Reassessment of the attack
The compensation comes about because the federal prosecutor’s office reassessed the attack in July. For almost six years, the authority had reopened the investigation after the single perpetrator thesis was repeatedly questioned and new indications of accomplices were found. The search for clues was unsuccessful – the federal prosecutor’s office now officially classified the act as right-wing extremist for the first time. The conviction of the assassin and his relevant contacts to the right-wing extremist military sports group Hoffmann speak for this.
The victims had long fought for this recognition as a right-wing extremist act. Shortly after the reclassification in July 2020, Lambrecht’s Ministry announced compensation from the federal government. Now, shortly before the 40th anniversary of the assassination, this is being redeemed. The federal government, Bavaria and the city of Munich had struggled to the last about what the fund should look like and how it should reach the victims. Reiter was satisfied with the solution on Wednesday: It was Munich’s claim to “help the survivors as unbureaucratically as possible”.

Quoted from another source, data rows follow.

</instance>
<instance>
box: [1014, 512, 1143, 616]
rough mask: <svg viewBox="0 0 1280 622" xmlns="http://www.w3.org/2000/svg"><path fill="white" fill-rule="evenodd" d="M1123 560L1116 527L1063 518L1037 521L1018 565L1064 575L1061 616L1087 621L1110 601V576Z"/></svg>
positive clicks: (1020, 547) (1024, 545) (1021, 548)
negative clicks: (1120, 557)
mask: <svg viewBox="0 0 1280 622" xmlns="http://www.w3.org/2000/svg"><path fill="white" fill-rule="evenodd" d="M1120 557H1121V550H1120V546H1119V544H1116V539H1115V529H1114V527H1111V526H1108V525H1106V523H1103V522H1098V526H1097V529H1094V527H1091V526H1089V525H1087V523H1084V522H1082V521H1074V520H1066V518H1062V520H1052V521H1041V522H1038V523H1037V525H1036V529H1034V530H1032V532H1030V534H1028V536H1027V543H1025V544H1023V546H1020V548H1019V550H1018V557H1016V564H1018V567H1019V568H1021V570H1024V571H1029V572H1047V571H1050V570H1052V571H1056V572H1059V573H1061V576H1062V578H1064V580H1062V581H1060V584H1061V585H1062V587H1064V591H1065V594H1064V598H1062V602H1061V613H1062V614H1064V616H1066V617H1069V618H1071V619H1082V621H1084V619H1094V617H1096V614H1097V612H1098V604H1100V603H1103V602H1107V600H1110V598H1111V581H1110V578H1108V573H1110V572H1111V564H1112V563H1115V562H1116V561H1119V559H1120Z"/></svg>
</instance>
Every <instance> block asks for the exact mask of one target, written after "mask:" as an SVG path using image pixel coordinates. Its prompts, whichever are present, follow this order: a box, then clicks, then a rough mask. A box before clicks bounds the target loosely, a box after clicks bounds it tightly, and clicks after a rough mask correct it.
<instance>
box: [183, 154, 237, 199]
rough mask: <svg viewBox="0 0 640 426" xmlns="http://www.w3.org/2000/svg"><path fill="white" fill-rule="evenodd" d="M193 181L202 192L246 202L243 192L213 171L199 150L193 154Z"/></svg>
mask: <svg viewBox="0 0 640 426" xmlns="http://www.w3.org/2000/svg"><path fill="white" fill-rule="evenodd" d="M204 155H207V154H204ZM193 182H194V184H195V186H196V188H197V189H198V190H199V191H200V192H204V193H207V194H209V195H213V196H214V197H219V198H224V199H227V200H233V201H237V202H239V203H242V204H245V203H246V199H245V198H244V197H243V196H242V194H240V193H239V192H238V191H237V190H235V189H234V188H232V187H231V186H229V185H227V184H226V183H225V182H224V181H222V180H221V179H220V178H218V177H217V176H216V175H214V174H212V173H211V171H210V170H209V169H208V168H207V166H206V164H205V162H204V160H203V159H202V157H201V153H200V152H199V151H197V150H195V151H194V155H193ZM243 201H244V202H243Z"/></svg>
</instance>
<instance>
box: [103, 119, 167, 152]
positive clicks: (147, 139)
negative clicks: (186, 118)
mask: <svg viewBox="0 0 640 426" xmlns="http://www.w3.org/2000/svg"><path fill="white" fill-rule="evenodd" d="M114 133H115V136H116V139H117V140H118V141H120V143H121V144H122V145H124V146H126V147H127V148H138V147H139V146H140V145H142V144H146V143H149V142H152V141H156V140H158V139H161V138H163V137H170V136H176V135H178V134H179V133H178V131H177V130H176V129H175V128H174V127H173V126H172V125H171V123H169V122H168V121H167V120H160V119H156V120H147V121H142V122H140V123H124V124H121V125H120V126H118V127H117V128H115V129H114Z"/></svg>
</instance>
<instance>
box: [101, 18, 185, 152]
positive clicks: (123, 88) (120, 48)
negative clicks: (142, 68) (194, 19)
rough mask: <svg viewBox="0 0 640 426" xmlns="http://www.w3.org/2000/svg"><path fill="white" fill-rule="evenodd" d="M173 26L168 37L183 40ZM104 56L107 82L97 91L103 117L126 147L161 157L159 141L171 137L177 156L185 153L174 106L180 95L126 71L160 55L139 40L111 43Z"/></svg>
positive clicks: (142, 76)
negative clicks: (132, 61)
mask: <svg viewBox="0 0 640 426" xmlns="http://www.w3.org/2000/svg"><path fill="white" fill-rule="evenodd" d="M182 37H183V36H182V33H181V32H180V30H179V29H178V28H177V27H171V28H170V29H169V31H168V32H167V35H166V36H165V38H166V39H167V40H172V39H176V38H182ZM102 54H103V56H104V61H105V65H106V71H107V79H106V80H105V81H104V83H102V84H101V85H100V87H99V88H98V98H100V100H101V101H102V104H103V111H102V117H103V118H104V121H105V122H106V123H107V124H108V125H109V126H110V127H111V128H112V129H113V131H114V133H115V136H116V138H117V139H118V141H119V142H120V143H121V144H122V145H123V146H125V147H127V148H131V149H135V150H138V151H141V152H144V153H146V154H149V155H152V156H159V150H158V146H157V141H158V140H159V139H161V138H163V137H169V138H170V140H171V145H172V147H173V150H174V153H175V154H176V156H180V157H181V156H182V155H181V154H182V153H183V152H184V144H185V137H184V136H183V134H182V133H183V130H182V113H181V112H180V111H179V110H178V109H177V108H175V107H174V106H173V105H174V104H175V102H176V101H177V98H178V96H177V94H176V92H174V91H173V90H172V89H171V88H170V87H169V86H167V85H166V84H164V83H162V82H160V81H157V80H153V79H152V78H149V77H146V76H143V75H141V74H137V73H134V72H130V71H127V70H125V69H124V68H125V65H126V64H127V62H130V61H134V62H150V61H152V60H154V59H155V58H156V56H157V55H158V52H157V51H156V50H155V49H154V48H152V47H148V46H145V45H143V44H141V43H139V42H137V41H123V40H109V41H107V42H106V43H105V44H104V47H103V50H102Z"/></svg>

Shortly after the attack, the Free State paid the injured person 500,000 DM as a kind of compensation for pain and suffering. From 1982 the city of Munich raised one million DM as emergency aid for the victims, and in the following year another 200,000 DM, also collected with donations. From 2018, the city paid a further 100,000 euros to finance treatment costs for those affected that were not paid by the pension offices. However, these payments were not considered official compensation.
Victims were “treated shabbily”
The Munich lawyer Werner Dietrich, who represents 16 victims of the attack, had long been demanding compensation from the federal government. According to his information, many of those affected never received the first compensation for pain and suffering from 1980. Dietrich was ambivalent about the current fund. “It is a success and great progress that the long stories of suffering of those affected are finally recognized,” he told the taz. Some of the victims had been “treated rather shabbily” by the authorities in the past. A “quick and unbureaucratic” payment is now decisive.
At the same time, Dietrich considers the sum of 1.2 million euros to be too low. The lawyer assumes there are still almost 100 victims of the attack who, according to his opinion, should be paid between 30,000 and 100,000 euros depending on the severity of the injury. The 1.2 million euros would not be enough for that. It would therefore have made more sense to have a “breathing upper limit” for the compensation, said Dietrich.
The victims of the attack will be remembered with a memorial ceremony on Saturday in Munich. In addition to survivors, Federal President Frank-Walter Steinmeier and Bavaria’s Prime Minister Markus Söder (CSU) should also speak there. At the same time, a new documentation site is to be opened for the attack.